This is also the reason why I think an MVP awardee from a team that didn’t win the championship is unfair to the best player of the team that won the championship. His/hers is the effort first devalued. How can a player’s performance be ranked as the most impressive, most valuable, when there is someone out there whose outstanding performance helped the team to win a championship?

I dislike the current trend of announcing the NBA MVP as a suspenseful (sometimes even controversial) event, and how I think it is rooted in a flawed system. In the NBA, a panel of basketball writers and broadcasters select the regular season MVP. This has been the practice since 1981. Before that (which would be from 1956 to 1980), the MVP was selected by the NBA players. Circling back to the current method of selecting the MVP— here’s one question: why is it done this way?

I praise the work of sports media and what it has done to affect how we enjoy sports today. But with all due respect, I think it should be data—statistics, performance, accomplishment—that should identify who is the most valuable player, not sports media.

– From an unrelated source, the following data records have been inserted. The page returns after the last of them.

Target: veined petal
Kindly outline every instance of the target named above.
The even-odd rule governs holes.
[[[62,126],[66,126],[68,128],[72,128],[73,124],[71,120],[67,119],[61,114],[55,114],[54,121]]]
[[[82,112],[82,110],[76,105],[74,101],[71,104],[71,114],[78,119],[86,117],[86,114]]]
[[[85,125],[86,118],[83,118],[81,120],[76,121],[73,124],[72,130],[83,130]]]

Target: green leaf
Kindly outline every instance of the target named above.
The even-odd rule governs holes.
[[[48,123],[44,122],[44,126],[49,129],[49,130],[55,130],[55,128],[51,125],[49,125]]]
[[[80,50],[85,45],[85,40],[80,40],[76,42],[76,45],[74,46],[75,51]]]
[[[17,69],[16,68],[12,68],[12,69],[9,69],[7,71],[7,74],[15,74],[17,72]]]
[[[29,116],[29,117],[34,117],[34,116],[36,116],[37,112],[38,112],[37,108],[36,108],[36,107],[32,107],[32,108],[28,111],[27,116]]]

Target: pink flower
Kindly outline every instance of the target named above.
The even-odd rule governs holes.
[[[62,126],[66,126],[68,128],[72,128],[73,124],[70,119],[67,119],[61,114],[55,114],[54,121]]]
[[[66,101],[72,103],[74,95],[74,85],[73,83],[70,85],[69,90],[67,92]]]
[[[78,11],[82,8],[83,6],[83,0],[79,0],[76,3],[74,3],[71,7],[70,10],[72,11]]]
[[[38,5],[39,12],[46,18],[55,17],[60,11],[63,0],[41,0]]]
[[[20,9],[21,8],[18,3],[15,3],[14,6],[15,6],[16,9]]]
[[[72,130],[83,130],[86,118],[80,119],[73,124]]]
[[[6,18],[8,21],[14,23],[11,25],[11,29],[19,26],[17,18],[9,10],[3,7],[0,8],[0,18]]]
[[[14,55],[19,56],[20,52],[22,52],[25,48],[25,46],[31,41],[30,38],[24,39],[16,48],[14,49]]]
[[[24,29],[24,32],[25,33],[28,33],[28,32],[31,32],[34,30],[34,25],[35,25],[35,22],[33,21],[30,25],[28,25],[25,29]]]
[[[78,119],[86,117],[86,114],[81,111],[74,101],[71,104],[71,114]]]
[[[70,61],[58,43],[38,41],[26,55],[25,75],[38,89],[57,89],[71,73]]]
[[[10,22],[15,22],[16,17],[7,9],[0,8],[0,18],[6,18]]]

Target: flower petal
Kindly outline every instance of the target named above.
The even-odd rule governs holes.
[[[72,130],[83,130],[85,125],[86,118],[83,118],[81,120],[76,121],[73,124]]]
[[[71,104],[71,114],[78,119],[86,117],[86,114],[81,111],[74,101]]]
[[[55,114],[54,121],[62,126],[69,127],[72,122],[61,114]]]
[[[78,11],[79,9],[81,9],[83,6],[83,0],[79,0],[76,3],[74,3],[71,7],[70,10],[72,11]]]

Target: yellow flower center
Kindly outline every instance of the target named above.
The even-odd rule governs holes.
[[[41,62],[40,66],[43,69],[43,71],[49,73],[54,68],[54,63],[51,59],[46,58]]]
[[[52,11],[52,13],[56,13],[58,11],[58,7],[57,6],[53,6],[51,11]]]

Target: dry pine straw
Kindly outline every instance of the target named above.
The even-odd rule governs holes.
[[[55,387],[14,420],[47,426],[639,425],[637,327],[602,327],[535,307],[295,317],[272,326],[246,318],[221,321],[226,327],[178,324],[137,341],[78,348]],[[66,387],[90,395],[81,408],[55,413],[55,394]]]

One thing I learned as a sports writer is that sports is a numbers game. The numbers tell the story. And if sports is a numbers game, then performance—good or bad—can be defined by mathematics, unencumbered by opinions vulnerable to bias. The merit for being the most valuable player should not be affected by popularity, publicity, public and media relations, or other non-related agendas. The numbers should speak for themselves, plain and simple. And the first and most important number to consider is this: 1. 

One championship won for the season. How is the effort of a player from a team who didn’t even make it to the conference finals be more valuable than the effort of the player who won his team a championship? The rationale here is this: the MVP is for regular season excellence, which I think is something that should be changed, too. Give the MVP to someone who did great from start to finish. And if, for some reason, some other player played bigger in the championship series, then make him or her the Finals MVP.

Take for example the 2013-14 NBA season. The NBA should’ve named Tony Parker the regular season MVP (which they didn’t) considering his 16.7 PPG, 5.7 APG, and 2.3 RPG averages playing for the San Antonio Spurs who had the league-best 62-20 and won the championship that year, and Kawhi Leonard the Finals MVP (which they did). This makes sense. Parker was good all year long, and Leonard was above-par during the Finals. What does not make sense is how Kevin Durant won the MVP when the league’s leading scorer plays for a team that can’t even win the Western Conference. This is not against Durant or the other MVP winners who didn’t win the championship. This is merely a criticism of a flawed system that needs to be changed.

I think the MVP award is sacred. This esteem belongs to someone who deserves it. Go ahead and name the most outstanding player for each team every season, but in the end, only a champion deserves the league MVP. If the most valuable player is not a champion, then what is the value of winning the championship? What is the value of all the effort, the hard work, and the excellence of an outstanding player who was successful in winning all the way?